Newgen Software provides low code digital automation platforms developed a new ID extraction software: Intelligent IDXtract.  Intelligent IDXtract extracts required information from identity documents and allows organizations to use the information for multiple reasons across industries.  These include KYC verification, customer onboarding, and employee information management.

Intelligent IDXtract works by:

“Intelligent IDXtract uses a computer vision-based cognitive model to identify the presence, location, and type of one or more entities on a given identity document. The entities can include a person’s name, date of birth, unique ID number, and address, among others. The software leverages artificial intelligence and machine learning, powered by computer vision techniques and rule-based capabilities, to extract and redact entities per business requirements.”
The key features in the software will be seamless integration with business applications, entity recognition and localization, language independent localization and redaction of entity, trainable machine learning for customized models, automatic recognition, interpretation, location, and support for image capture variations.

Hopefully Intelligent IDXtract will streamline processes that require identity documentation as well as vaccine documentation.
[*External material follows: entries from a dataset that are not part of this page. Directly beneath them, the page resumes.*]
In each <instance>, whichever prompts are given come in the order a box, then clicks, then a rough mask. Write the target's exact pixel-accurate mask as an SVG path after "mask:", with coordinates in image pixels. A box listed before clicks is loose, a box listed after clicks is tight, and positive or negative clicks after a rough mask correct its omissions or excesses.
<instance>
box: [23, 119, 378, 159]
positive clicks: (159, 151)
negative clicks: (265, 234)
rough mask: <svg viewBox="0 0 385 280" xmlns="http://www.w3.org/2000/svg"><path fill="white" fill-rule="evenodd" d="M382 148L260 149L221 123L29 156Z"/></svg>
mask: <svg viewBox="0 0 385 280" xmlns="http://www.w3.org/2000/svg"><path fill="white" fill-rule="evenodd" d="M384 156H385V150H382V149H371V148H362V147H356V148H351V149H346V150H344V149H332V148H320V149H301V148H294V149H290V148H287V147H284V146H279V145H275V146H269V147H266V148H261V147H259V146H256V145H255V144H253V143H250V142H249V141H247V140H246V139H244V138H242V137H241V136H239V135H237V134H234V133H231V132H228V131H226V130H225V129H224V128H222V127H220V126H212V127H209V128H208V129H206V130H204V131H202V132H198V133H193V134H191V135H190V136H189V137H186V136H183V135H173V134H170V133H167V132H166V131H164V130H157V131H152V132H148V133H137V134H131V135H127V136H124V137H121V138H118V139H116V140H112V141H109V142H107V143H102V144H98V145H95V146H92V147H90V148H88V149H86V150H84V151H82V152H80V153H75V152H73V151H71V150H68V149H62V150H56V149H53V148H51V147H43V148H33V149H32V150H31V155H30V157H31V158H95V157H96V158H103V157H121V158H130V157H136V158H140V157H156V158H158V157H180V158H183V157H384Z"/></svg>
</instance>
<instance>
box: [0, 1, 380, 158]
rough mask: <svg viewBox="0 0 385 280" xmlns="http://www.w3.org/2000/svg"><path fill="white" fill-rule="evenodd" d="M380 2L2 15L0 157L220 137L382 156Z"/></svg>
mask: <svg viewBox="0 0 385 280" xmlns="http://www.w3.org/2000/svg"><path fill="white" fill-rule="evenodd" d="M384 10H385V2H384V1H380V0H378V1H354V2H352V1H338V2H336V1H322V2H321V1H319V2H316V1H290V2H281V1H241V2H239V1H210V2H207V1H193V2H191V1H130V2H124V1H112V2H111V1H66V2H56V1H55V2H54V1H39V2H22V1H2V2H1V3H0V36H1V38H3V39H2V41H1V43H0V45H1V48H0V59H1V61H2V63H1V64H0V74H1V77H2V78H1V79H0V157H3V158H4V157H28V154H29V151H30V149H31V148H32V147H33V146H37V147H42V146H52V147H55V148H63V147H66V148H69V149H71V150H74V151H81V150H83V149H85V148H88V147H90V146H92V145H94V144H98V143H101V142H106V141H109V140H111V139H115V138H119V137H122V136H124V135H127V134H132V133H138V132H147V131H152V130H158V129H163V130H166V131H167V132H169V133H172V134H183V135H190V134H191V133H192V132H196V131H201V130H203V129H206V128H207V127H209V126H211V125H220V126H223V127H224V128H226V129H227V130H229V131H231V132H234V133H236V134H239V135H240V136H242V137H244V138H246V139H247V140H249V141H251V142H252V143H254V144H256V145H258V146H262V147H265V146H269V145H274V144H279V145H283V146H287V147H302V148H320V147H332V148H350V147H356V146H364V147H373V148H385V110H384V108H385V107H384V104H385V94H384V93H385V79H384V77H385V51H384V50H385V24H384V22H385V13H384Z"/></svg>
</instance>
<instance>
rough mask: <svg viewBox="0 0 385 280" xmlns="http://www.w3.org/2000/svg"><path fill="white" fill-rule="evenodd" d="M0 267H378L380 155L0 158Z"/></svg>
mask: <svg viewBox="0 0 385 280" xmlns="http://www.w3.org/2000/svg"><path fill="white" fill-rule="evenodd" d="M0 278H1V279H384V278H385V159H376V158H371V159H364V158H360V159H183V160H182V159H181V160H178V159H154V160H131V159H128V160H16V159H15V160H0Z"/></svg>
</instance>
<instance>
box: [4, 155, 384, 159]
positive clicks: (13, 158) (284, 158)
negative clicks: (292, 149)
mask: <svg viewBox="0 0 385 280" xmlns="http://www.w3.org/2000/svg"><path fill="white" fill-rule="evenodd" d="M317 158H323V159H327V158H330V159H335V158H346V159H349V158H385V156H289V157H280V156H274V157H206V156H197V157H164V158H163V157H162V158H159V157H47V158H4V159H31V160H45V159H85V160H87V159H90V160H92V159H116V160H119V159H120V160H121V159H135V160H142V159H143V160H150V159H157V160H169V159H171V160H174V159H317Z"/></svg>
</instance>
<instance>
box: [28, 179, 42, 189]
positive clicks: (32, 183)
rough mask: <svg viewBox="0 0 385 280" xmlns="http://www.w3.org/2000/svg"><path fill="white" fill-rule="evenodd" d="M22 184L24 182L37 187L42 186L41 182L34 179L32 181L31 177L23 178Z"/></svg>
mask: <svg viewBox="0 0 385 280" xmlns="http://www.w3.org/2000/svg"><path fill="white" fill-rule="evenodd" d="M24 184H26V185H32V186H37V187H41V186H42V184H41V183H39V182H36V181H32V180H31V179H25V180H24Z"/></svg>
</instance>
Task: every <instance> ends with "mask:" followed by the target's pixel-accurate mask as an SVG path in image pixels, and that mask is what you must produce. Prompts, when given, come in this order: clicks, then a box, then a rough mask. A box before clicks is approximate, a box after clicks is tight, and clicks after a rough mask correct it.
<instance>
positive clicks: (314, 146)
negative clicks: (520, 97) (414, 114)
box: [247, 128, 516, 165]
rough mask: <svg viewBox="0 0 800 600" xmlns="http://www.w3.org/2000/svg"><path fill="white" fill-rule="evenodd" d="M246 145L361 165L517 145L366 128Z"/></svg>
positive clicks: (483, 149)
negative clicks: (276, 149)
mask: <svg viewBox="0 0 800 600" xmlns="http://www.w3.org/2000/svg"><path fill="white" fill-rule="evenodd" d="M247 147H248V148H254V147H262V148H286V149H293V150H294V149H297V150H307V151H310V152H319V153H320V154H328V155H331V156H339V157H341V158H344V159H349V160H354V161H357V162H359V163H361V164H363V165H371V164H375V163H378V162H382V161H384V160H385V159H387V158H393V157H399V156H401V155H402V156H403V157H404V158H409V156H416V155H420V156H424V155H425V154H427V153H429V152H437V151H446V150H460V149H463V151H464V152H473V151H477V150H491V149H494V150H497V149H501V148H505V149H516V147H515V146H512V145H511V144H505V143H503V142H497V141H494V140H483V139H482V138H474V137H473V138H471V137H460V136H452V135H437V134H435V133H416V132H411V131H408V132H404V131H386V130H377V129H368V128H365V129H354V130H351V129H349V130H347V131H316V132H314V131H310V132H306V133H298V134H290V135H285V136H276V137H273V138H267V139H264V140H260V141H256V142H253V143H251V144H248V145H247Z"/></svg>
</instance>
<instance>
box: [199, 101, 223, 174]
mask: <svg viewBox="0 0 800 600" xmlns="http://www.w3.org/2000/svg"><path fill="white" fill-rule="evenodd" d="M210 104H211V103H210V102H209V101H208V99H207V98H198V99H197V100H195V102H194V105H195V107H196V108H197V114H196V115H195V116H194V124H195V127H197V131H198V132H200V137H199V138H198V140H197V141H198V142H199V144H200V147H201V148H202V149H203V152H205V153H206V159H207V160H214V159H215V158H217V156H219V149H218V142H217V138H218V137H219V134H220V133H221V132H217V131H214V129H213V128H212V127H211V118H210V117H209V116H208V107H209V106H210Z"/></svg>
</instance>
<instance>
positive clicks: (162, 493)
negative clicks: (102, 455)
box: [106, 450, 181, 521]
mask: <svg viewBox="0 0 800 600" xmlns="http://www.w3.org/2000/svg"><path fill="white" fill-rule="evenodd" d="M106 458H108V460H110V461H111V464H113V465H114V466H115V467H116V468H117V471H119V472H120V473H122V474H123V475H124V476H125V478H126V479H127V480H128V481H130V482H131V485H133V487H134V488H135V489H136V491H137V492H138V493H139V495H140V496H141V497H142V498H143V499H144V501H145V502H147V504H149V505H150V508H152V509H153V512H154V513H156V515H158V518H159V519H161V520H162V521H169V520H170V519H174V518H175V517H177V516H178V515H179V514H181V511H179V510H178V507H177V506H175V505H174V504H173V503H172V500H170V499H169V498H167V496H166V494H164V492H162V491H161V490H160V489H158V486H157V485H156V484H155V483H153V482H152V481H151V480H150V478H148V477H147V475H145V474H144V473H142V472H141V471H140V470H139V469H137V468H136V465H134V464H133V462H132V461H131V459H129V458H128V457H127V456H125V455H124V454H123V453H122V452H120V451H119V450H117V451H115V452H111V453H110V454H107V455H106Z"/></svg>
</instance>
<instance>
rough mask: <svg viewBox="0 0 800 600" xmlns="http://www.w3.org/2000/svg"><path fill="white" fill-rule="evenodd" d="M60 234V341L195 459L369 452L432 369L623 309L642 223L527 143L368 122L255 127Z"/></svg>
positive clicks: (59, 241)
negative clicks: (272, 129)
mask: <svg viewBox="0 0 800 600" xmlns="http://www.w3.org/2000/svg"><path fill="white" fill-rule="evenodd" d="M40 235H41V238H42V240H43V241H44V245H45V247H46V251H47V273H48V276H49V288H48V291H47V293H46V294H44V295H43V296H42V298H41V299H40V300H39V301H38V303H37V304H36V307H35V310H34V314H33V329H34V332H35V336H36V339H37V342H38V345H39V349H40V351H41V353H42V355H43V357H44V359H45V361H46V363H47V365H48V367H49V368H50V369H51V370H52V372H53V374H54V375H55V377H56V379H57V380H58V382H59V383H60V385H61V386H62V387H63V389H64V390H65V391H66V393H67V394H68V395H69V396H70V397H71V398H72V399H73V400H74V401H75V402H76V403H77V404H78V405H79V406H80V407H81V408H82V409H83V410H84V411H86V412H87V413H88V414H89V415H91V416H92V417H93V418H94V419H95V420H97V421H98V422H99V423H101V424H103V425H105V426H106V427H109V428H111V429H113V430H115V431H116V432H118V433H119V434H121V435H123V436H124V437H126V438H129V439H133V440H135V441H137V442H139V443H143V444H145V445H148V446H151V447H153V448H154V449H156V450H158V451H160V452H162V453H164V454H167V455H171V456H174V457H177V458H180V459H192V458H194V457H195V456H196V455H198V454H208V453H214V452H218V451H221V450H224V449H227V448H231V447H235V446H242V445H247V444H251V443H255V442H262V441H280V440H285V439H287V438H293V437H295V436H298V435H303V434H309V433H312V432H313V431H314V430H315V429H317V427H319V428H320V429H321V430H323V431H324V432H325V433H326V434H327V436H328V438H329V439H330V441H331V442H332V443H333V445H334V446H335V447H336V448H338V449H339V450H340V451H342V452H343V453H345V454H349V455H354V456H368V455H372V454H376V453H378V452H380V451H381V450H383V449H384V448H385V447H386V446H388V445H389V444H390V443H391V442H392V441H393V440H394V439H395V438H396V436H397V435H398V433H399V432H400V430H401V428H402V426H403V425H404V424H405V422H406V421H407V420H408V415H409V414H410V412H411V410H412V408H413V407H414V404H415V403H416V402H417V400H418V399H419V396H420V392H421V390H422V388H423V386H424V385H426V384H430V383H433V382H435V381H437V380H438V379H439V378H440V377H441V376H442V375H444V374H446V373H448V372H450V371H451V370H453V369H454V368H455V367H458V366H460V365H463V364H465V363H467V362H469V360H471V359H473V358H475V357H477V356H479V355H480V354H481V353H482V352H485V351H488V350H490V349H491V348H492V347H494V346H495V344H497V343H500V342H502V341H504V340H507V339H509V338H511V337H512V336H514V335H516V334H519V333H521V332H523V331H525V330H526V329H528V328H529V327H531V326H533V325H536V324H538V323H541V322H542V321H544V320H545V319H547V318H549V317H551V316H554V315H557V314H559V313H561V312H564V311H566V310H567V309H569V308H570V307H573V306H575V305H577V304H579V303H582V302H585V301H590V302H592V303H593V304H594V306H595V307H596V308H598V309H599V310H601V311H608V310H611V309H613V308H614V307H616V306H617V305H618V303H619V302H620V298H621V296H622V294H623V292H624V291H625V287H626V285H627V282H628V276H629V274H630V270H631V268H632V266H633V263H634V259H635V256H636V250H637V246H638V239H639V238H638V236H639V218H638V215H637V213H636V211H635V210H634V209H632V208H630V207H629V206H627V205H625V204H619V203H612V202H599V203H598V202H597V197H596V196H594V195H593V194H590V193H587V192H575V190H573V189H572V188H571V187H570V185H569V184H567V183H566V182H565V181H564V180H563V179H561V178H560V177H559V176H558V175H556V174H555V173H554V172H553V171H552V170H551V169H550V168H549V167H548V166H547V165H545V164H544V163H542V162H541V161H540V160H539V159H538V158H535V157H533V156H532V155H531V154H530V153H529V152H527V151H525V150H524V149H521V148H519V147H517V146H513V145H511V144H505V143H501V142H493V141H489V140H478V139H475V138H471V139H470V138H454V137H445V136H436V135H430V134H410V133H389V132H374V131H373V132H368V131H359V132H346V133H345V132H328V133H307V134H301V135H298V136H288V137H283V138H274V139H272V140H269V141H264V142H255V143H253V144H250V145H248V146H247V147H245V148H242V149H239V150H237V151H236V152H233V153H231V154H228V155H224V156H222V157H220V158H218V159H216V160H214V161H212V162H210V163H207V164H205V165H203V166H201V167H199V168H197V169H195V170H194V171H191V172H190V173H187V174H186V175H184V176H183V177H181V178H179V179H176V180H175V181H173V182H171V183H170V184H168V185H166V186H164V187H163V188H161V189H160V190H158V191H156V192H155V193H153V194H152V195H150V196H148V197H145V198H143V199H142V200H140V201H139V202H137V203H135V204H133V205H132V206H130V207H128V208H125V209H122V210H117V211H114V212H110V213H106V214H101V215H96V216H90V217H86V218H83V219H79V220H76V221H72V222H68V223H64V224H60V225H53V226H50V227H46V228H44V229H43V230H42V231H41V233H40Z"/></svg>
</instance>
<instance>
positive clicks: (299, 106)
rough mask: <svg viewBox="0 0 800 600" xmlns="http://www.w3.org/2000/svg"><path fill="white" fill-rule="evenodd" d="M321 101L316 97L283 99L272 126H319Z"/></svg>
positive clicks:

Whitney Grace, March 9, 2021

The Semantic Web Identity Crisis? More Like Intellectual Cotton Candy?

February 22, 2021

The Semantic Web identity Crisis: In Search of the Trivialities That Never Were” is a 5,700 word essay about confusion. The write up asserts that those engaged in Semantic Web research have an “ill defined sense of identity.” What I liked about the essay is that semantic progress has been made, but moving from 80 percent of the journey over the last 20 percent is going to be difficult. I would add that making the Semantic Web “work” may be impossible.

The write up explains:

In this article, we make the case for a return to our roots of “Web” and “semantics”, from which we as a Semantic Web community—what’s in a name—seem to have drifted in search for other pursuits that, however interesting, perhaps needlessly distract us from the quest we had tasked ourselves with. In covering this journey, we have no choice but to trace those meandering footsteps along the many detours of our community—yet this time around with a promise to come back home in the end.

Does the write up “come back home”?

In order to succeed, we will need to hold ourselves to a new, significantly higher standard. For too many years, we have expected engineers and software developers to take up the remaining 20%, as if they were the ones needing to catch up with us. Our fallacy has been our insistence that the remaining part of the road solely consisted of code to be written. We have been blind to the substantial research challenges we would surely face if we would only take our experiments out of our safe environments into the open Web. Turns out that the engineers and developers have moved on and are creating their own solutions, bypassing many of the lessons we already learned, because we stubbornly refused to acknowledge the amount of research needed to turn our theories into practice. As we were not ready for the Web, more pragmatic people started taking over.

From my point of view, it looks as if the Semantic Web thing is like a flashy yacht with its rudders and bow thrusters stuck in one position. The boat goes in circles. That would drive the passengers and crew bonkers.